O size ancak ölü hayvanı, kanı, domuz etini ve Allah'tan başkası adına kesilenleri haram kıldı. Her kim bu haram şeyleri yemeye mecbur kalırsa (başkasının hakkına) saldırmadan ve aşırı gitmeden yiyebilir. Şüphesiz Allah, çok bağışlayıcıdır, çok merhametlidir.(Elmalı)

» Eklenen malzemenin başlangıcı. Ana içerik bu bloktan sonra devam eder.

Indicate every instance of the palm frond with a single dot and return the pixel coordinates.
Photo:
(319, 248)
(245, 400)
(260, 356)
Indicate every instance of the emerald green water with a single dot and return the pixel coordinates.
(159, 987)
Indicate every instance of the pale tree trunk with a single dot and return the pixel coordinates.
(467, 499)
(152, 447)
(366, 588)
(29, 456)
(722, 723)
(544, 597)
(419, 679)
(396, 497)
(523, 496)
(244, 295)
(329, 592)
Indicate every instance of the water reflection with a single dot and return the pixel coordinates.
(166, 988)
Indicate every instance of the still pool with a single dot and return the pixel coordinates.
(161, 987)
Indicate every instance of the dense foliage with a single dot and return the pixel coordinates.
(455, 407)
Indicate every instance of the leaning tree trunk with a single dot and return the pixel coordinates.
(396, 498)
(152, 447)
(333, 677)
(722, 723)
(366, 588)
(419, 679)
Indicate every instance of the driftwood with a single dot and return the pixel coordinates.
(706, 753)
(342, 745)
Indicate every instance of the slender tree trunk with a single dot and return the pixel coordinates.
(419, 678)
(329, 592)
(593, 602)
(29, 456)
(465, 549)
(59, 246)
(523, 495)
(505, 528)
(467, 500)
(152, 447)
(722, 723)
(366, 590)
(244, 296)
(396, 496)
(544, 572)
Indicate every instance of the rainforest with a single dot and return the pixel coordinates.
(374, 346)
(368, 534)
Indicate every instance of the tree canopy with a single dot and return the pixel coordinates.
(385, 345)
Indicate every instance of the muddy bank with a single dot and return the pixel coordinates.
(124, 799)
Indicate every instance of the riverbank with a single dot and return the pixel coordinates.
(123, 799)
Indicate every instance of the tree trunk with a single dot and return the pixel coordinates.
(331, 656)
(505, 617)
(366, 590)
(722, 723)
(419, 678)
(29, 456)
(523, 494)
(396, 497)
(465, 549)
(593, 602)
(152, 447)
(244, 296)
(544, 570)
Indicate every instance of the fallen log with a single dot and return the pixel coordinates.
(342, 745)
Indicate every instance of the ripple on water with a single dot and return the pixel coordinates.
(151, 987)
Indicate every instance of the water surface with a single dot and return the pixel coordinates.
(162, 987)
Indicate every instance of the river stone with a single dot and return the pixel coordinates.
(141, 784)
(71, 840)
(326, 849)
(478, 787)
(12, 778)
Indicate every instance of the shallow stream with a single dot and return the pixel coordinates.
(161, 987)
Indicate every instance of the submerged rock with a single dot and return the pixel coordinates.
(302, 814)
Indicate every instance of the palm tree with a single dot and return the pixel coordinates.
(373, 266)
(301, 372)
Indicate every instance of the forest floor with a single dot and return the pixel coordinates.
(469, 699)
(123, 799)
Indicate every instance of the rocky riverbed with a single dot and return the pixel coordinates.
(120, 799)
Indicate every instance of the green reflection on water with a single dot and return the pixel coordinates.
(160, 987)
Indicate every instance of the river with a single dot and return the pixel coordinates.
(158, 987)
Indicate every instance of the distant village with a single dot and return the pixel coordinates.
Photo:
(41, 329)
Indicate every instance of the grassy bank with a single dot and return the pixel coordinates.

16/115 - (Allah) size yalnızca meyte’yi(İslami esasla zebh edilMEyerek kendi kendine ölmüş, kanı içinde kalmış tezkiyesiz hayvan; leş), kan’ı, domuz eti’ni ve Allah’dan gayrı adına boğazlananı haram etmiştir... Ama kim muzdar olursa (zarurette kalırsa) zulmetmeden(arzulamayarak, helal saymayarak) ve haddi aşmadan (bunlardan yiyebilir) ... Muhakkak ki Allah Ğafur’dur, Rahıym’dir. (Hasan GÜLER)

 

En’am Sûresi (6) - 145. Âyet:

De ki: "Bana vahyolunanda, (bu haram dediklerinizi) yiyen kimse için haram edilmiş bir şey bulamıyorum. Ancak leş, veya akıtılmış kan, yahut domuz eti - ki bu gerçekten pistir yahut Allah'tan başkası adına kesilmiş bir hayvan olursa, bunlar haramdır. Ama kim çaresiz kalırsa, (başkasının hakkına) tecavüz etmemek ve zaruret sınırını aşmamak üzere (bunlardan yiyebilir)" Çünkü Rabbin çok bağışlayandır, merhamet edendir.(Elmalı)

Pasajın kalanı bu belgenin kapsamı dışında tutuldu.